Text and images by Warren Sheather
We are now in mid spring and the garden is a blaze of colour. The flowers of many wattles have faded but there are some species that are just reaching their peak. Grevilleas and Prostantheras are also contributing to the floral display.
Calothamnus rupestris is a Western Australian native.
The species is known as the Cliff Net Bush or Mouse Ears.
The latter common name refers to the supposed similarity of the fruits to a mouse.
This medium, erect shrub carries clusters of red flowers in spring.
Chorizema cordatum , the Heart-leaf Flame Pea, is a native of south-western Western Australia and develops into spreading shrub reaching a height of one metre.
Leaves are heart-shaped up to six centimetres long with a leathery texture.
Sprays of red, pea-shaped flowers cover plants in spring.
Tip pruning is beneficial after flowering.
Grevillea jephcottii a rare species from Pine Mountain in northeast Victoria.
It is an upright, open shrub with light green, hairy leaves and dense, pale green flower clusters, which circle the branches.
The flower colour is unusual in grevilleas.
Micromyrtus ciliata is known as the Fringed Honey-myrtle and is a dwarf to small shrub with spreading branches.
Small flowers are pink in bud and mature from deep pink to red.
What the flowers lack in size they make up for in quantity.

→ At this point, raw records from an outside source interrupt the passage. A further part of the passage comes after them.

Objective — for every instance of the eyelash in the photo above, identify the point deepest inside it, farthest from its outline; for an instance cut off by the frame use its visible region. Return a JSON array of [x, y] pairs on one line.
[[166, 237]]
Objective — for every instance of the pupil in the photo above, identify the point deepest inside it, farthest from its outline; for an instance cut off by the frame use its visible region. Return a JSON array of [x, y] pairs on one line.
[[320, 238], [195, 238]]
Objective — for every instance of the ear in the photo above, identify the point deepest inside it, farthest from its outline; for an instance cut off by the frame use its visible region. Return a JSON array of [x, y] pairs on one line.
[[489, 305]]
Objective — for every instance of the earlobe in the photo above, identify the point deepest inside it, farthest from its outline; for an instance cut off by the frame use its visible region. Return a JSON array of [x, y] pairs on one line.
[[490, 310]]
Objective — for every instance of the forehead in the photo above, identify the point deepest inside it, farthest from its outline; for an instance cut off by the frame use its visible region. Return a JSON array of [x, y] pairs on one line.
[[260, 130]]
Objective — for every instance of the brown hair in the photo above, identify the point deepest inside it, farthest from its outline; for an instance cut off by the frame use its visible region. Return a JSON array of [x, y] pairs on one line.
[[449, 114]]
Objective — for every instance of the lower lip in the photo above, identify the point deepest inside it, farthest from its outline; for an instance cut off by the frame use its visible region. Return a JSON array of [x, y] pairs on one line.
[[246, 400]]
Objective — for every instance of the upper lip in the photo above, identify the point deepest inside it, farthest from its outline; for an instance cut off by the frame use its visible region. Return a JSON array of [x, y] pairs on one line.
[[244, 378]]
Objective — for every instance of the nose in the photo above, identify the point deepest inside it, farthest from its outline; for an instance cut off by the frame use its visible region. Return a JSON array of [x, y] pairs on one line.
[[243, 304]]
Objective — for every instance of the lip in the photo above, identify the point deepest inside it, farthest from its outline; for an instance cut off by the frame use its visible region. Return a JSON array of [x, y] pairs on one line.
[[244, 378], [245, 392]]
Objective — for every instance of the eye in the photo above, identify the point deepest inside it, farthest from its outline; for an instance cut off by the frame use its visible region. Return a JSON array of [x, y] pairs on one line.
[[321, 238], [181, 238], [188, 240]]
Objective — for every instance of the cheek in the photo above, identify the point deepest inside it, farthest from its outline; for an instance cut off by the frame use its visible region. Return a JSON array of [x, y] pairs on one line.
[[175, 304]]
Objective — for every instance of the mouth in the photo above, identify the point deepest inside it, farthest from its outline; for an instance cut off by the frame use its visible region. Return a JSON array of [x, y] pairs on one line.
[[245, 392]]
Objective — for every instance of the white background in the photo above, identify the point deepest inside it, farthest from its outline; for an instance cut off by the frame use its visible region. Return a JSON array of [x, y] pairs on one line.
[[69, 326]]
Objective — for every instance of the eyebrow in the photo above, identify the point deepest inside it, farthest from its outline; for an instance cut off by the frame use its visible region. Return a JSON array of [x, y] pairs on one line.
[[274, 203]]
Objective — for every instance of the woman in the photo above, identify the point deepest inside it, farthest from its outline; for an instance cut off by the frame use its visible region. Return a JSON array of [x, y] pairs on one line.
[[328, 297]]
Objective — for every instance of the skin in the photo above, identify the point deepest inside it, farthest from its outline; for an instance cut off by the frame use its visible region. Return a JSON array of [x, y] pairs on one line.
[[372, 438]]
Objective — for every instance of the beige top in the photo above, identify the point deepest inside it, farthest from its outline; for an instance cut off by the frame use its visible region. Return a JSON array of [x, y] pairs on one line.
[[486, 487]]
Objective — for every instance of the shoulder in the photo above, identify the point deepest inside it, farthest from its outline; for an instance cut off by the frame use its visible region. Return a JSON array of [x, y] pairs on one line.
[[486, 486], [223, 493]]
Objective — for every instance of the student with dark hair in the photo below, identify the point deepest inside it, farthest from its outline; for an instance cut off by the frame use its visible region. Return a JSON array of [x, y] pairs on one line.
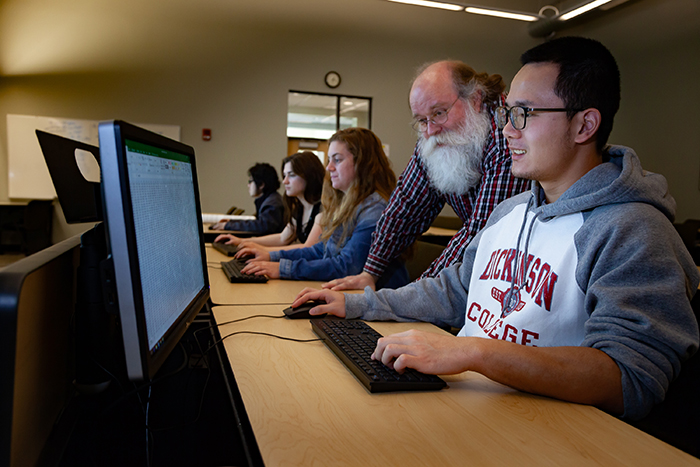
[[579, 289], [263, 183], [302, 177], [356, 189]]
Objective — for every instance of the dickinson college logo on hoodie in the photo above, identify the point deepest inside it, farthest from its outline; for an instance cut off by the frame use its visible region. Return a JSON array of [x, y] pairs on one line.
[[523, 287]]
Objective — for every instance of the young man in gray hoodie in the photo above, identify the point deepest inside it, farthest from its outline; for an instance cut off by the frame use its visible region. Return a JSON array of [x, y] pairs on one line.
[[579, 289]]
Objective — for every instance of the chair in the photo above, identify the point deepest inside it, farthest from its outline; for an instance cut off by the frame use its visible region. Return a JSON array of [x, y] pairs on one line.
[[424, 253], [677, 419], [36, 226], [688, 232]]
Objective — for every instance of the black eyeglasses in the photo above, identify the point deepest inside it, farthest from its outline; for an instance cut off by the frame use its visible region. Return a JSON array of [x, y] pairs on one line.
[[518, 115], [439, 117]]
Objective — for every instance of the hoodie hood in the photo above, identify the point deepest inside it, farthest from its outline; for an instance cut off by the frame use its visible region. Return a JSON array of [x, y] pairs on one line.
[[619, 179]]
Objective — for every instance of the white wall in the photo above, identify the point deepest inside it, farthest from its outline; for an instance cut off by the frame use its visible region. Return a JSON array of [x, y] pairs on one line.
[[240, 90]]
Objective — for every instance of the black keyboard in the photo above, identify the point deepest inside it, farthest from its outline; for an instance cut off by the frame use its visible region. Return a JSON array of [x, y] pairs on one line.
[[232, 269], [353, 342], [225, 248]]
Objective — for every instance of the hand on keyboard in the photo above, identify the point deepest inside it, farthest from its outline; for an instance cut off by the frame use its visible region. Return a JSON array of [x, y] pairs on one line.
[[256, 253], [267, 268], [427, 352]]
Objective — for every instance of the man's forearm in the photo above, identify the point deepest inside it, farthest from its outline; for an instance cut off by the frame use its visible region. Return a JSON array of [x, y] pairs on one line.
[[577, 374]]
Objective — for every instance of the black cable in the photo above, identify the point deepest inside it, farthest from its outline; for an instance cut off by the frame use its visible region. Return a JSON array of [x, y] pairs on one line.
[[212, 304], [261, 334]]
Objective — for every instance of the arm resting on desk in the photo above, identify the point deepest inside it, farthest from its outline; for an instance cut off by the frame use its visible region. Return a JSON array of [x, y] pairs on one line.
[[577, 374]]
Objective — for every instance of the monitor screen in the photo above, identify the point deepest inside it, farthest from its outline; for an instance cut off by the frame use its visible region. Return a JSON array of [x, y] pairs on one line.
[[155, 240]]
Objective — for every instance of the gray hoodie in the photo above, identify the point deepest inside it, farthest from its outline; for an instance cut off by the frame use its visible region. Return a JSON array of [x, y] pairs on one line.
[[601, 267]]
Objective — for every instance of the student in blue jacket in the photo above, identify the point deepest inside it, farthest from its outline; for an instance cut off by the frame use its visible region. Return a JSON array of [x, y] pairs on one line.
[[358, 183]]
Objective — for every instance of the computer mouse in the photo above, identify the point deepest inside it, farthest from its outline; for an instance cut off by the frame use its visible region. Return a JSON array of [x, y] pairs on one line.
[[302, 311]]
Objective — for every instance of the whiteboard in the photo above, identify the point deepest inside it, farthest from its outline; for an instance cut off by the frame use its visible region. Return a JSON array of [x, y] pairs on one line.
[[28, 176]]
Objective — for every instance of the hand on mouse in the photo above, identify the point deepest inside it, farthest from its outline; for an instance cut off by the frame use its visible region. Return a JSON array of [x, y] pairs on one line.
[[335, 301], [257, 253], [228, 239], [263, 268]]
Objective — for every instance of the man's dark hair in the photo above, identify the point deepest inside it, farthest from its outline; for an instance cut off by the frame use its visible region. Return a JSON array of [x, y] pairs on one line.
[[265, 177], [588, 77]]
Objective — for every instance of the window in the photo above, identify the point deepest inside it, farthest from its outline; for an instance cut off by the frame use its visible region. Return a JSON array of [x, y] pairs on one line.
[[318, 116]]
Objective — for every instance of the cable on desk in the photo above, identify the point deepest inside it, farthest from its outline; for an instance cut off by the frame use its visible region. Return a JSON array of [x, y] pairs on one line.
[[212, 304], [261, 334]]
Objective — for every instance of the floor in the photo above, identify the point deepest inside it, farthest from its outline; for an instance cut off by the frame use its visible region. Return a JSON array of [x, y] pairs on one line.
[[9, 258]]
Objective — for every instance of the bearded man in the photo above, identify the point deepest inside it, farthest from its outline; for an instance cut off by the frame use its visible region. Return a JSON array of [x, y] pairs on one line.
[[461, 158]]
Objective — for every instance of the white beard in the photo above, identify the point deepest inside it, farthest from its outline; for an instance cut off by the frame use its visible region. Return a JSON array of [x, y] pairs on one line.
[[455, 166]]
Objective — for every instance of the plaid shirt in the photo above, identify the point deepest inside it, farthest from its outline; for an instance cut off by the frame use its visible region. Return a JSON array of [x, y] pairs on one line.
[[415, 204]]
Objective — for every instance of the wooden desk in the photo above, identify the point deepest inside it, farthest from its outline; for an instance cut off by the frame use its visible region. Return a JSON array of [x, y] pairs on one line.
[[438, 235], [440, 232], [280, 292], [306, 408]]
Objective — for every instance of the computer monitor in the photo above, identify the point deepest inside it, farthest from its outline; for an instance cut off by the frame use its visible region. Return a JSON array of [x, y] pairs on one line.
[[155, 240]]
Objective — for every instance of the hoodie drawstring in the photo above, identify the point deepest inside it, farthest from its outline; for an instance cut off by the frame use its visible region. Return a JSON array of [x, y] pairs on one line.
[[512, 296]]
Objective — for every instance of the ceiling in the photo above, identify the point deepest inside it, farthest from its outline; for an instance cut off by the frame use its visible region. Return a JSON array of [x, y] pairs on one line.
[[53, 36]]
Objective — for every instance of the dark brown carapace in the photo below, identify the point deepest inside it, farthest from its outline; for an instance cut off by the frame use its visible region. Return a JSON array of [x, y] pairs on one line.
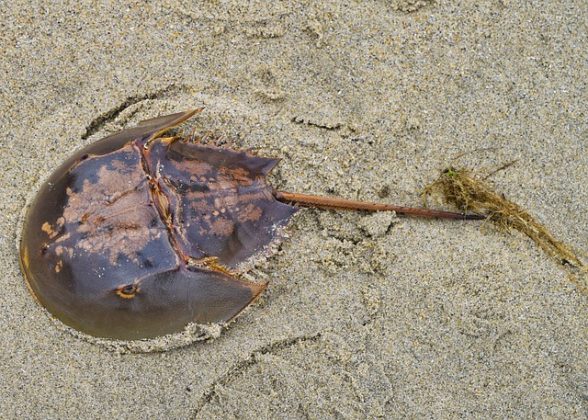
[[138, 235]]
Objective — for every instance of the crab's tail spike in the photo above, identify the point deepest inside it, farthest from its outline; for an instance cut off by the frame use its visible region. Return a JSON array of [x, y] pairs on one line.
[[307, 200]]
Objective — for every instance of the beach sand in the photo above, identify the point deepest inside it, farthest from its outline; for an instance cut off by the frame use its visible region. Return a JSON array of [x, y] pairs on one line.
[[365, 315]]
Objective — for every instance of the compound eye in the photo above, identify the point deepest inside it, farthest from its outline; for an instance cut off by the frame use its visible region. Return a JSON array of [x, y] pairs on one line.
[[128, 291]]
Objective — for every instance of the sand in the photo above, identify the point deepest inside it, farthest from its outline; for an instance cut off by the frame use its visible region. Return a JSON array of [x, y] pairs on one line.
[[366, 315]]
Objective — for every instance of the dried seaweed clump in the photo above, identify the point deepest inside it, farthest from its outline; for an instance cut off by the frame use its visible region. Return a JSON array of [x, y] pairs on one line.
[[468, 193]]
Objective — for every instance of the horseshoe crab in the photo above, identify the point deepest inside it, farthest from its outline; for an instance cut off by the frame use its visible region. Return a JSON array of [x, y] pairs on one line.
[[137, 235]]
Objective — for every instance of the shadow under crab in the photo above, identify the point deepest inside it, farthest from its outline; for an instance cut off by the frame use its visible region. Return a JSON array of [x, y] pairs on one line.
[[138, 235]]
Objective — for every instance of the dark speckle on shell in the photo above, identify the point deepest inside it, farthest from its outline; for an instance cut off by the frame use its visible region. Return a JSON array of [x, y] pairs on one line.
[[135, 235]]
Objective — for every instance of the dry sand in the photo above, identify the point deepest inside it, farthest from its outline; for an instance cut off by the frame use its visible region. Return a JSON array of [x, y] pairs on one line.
[[366, 316]]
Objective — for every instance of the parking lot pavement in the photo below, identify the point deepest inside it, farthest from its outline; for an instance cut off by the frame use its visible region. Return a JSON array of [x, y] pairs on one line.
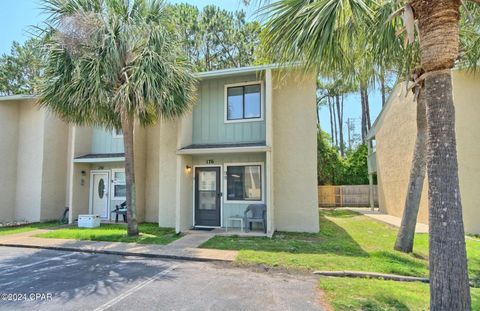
[[54, 280]]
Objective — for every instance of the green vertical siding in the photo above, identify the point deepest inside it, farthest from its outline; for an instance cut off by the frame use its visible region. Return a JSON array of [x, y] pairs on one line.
[[103, 142], [208, 115], [232, 209]]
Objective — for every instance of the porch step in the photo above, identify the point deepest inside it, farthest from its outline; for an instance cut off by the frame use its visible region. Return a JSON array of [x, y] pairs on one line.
[[192, 239]]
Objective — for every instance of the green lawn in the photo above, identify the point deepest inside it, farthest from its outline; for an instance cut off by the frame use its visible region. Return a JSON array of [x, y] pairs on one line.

Flowers cover the stems in spring and summer.
Prostanthera scuttelarioides is a small to medium shrub reaching a height of one metre in our garden.
The leaves are pale to mid-green and up to three centimetres long.
Unlike most mint bushes the foliage has virtually no perfume.
The flowers are about one centimetre long, pale to deep mauve and appear in spring and summer.
This mint bush is a local species and is found in Cathedral Rock National Park.
Pandorea pandorana - has stunning white flowers but requires shelter from frost
Solanum aviculare is a very attractive native tobacco.